It’s that time again. Time for another stroll through the archives of a struggling musician. Today’s journal entry takes us back 25 years to March of 1988; a significant date for me, because it marked the first time I ever joined a band.
My own quest for music glory actually began on May 24, 1985 (the day I took my first legitimate guitar lesson), but it took me nearly three years to get into my first working band. As an aspiring young guitarist, there is no better time then when you join your first band. You’re young, fresh-faced and haven’t yet gotten to the point where bitching, late nights and getting screwed over by club owners is routine. Instead, all you see are Grammy awards, cameras flashing, girls as far as the eye can see, hotel rooms being demolished and your name on the marquee. Ah, to be young again!
One of the things I liked to do with my journal entries back then was pretend that I was being interviewed by some big time journalist. I’d have back and forth discussions with a phantom interviewer (Rolling Stone, MTV, Guitar World – take your pick) regarding my career, and I always liked to answer the questions as if I already had achieved some degree of success in the music business. I found that by doing these “interviews”, it gave me the inspiration to keep pushing on. What’s interesting is that I’ve since discovered (by doing my own “real” interviews) is that a lot of my guitar heroes did exactly the same thing.
My very first band was called ‘Silent Rage’; a name which I’m sure dozens of other groups had. In fact, one such band even had success with it:
Believe it or not, this was exactly what I wanted to look and sound like. If you want to see what my dream band was back then, here it is. Ok, maybe I wouldn’t have named the album “Don’t Touch Me There”, but I mean come on… what’s not to like about hair metal, guitars and hot chicks on motorcycles? It doesn’t get more rock and roll than that.
But, back to the journal entry….
I began this “interview” by asking myself whether I preferred doing cover songs as opposed to originals. This in turn made me consider the band I had just joined a few days earlier and what our possible first gig might be like.
From March, 1988
Interviewer: You say that you like playing live. Do you like doing cover tunes?
Me: To an extent. As an amateur on the club circuit, or gigging at all I would start out with an even mixture. Here’s how a typical night would go:
“Ladies and Gentlemen, Thank you for coming to Joe’s Bar and Grill. For your entertainment tonight, this is a young band which has a lot of talent: Silent Rage!”
Then we’d come on. All ready to jam.
We’d start off with a good loosen up song to get everyone going: “Shook Me All Night Long” by AC/DC. Then, we’d try something good and challenging like “Still of The Night” by Whitesnake. After that, an original or two (don’t forget to introduce them as such so people won’t go – “What the hell song is THAT?”) Tell them its original, maybe who wrote it or a little story of its origin.

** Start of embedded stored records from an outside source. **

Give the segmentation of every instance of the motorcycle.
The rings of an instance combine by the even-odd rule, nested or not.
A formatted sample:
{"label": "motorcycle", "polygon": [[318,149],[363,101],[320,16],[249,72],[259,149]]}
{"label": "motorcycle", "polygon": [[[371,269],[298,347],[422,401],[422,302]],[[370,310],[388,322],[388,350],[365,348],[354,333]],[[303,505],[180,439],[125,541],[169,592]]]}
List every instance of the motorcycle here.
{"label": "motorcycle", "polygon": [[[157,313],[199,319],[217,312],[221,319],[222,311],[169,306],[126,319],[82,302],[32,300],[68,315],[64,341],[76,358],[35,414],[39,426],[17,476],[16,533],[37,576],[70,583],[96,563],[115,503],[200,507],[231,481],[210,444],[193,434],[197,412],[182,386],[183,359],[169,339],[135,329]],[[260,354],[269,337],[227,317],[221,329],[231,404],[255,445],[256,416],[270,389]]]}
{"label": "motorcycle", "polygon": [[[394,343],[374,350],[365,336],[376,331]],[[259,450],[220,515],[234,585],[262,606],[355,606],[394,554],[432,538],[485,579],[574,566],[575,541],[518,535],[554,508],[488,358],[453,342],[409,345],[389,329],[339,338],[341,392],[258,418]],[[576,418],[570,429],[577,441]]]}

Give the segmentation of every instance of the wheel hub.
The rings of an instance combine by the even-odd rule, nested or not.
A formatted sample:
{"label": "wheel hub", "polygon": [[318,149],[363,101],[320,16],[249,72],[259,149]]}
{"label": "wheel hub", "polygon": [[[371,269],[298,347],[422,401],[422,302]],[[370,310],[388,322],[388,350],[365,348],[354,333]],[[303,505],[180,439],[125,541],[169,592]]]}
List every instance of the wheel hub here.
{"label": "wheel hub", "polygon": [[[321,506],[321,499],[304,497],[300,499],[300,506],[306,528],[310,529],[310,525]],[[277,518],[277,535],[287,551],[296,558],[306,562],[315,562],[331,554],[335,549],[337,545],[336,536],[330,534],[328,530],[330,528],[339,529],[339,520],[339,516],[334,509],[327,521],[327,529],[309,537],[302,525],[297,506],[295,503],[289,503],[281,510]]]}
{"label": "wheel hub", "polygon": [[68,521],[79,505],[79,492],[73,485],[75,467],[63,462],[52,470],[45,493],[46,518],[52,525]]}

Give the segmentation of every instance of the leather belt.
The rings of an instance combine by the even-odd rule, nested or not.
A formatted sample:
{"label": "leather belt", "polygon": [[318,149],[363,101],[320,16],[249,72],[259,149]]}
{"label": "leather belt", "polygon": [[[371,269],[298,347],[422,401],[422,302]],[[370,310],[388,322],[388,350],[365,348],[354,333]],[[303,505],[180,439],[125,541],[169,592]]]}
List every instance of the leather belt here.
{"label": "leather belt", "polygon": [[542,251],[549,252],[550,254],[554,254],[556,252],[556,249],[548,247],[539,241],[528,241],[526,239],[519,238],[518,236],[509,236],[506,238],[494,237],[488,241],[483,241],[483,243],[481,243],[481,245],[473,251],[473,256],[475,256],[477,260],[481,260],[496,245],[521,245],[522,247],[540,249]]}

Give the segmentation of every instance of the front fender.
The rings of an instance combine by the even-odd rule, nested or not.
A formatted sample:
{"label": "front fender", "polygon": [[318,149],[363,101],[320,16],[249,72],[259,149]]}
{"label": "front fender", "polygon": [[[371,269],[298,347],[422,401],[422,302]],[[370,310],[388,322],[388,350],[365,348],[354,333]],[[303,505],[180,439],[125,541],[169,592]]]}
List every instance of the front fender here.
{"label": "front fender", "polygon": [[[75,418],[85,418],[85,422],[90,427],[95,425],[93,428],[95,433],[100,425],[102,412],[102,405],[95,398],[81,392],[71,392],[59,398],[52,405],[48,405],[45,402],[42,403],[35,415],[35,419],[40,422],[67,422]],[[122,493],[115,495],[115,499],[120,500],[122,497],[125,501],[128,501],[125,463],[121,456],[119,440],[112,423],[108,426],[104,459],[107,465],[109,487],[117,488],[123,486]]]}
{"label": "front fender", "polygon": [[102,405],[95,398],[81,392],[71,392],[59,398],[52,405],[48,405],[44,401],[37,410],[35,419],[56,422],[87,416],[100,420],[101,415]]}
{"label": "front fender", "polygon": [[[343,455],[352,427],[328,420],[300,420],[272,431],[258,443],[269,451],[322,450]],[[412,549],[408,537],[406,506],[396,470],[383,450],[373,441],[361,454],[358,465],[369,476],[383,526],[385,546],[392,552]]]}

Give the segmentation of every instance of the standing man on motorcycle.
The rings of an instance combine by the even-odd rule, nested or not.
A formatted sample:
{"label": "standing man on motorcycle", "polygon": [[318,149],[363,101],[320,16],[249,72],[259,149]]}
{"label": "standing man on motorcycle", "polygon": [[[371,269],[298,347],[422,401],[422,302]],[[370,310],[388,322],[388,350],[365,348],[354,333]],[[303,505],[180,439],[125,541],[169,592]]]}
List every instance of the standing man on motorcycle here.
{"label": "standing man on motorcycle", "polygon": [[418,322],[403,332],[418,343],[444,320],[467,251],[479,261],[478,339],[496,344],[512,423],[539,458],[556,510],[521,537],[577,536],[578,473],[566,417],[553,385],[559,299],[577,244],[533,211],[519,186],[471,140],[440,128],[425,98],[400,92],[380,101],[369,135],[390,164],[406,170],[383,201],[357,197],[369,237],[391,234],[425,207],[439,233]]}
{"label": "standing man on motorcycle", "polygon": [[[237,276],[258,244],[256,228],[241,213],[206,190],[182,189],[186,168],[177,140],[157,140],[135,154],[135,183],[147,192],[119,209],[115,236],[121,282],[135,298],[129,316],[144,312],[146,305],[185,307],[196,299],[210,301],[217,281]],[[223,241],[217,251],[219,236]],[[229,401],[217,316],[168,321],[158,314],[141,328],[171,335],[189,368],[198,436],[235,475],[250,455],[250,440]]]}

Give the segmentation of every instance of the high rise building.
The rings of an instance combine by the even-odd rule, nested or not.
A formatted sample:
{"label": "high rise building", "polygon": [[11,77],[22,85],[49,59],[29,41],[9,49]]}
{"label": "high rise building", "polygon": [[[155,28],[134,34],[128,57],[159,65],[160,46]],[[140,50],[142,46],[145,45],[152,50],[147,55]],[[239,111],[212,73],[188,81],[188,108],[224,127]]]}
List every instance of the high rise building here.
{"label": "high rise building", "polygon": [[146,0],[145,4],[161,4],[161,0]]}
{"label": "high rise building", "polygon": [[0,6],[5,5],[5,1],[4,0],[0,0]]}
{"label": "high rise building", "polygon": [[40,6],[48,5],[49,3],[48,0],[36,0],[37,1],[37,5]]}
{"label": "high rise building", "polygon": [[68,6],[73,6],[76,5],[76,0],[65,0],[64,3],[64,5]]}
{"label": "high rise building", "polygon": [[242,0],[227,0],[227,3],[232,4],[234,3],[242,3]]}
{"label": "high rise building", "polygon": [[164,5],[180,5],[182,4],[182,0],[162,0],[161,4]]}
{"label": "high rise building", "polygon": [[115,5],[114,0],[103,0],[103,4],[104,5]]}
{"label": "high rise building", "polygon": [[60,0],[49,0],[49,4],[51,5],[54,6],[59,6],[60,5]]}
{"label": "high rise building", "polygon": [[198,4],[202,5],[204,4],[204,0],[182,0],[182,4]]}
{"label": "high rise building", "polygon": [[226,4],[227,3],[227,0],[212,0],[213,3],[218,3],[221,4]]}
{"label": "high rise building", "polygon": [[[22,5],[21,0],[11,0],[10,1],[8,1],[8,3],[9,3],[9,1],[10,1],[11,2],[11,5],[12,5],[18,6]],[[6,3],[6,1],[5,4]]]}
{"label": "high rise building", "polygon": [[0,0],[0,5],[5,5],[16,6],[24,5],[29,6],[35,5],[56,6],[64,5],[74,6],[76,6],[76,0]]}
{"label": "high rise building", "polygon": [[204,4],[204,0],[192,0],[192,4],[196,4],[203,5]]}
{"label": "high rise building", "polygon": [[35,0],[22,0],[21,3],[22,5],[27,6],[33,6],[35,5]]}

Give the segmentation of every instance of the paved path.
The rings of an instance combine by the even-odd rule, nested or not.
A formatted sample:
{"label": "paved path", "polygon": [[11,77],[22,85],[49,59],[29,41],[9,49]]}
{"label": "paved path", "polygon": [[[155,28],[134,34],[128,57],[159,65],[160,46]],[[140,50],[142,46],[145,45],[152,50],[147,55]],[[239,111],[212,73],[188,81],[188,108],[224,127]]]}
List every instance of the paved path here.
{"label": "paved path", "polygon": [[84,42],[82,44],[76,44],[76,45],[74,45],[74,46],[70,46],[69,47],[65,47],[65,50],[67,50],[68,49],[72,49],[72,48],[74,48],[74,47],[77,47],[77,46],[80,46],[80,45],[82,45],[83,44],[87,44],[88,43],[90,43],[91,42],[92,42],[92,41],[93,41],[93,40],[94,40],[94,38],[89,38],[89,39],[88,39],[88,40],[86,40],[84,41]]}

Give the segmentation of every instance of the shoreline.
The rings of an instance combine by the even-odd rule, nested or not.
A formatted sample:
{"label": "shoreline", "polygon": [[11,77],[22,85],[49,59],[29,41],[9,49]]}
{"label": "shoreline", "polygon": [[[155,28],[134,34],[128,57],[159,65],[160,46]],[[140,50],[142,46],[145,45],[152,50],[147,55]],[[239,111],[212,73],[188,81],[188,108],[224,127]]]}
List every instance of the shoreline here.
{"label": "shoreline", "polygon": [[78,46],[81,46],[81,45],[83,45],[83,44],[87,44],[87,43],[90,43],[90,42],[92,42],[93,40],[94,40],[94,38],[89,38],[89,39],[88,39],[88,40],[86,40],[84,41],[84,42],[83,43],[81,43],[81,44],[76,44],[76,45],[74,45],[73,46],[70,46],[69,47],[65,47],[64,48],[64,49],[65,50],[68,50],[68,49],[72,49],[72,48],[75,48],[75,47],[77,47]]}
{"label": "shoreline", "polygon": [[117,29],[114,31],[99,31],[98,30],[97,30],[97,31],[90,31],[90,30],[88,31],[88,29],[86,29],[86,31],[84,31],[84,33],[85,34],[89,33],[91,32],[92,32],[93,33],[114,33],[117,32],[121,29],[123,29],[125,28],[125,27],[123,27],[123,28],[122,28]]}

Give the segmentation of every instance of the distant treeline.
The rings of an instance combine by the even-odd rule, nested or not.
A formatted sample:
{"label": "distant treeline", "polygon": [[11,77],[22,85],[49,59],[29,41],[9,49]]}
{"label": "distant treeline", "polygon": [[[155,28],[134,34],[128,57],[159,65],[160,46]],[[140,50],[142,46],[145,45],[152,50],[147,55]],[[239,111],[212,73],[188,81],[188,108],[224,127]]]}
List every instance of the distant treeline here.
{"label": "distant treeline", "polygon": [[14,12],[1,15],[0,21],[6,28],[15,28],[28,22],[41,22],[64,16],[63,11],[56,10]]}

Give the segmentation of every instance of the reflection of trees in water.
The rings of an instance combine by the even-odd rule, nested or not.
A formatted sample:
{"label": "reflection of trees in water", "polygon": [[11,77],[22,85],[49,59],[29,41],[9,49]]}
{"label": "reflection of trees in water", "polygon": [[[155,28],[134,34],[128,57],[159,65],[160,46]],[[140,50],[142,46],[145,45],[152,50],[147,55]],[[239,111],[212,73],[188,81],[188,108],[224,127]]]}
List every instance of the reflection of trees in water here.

Afterwards, get really going with “Here I Go Again” from Whitesnake. Then another original or two (again, introduce them as such). Take a break for 15 minutes (you should have been playing for about an hour or so by now).
Come back, do originals for the second set (maybe three). Then right back into it with a monster hit, “Crazy Train” by Ozzy. Follow it with “Photograph” by Def Leppard, some more originals and then afterwards thank everyone for coming and go out with “More Than A Feeling” by Boston and maybe (if the crowd is teeny-boppers) “Talk Dirty To Me” by Poison.
For the Boston song: try to get the audience to clap along during the chorus. In fact, try to get them involved in the show as much as possible. No, I don’t mean try to see which section is louder (save that until you’re at Stabler Arena).
Look good, do a few movements, look at your crowd and be friendly.
Above all: Rock and Roll!
One of the things I enjoyed most about reading this entry again (aside from having listed every single detail of how a show would go and my Whitesnake fetish) were my own individual song choices. I certainly had a lot to learn about what songs worked in clubs (and would find out the hard way). Having said that, you can definitely see my hair metal influence and the music that was popular at the time.
The days when the sky really was the limit!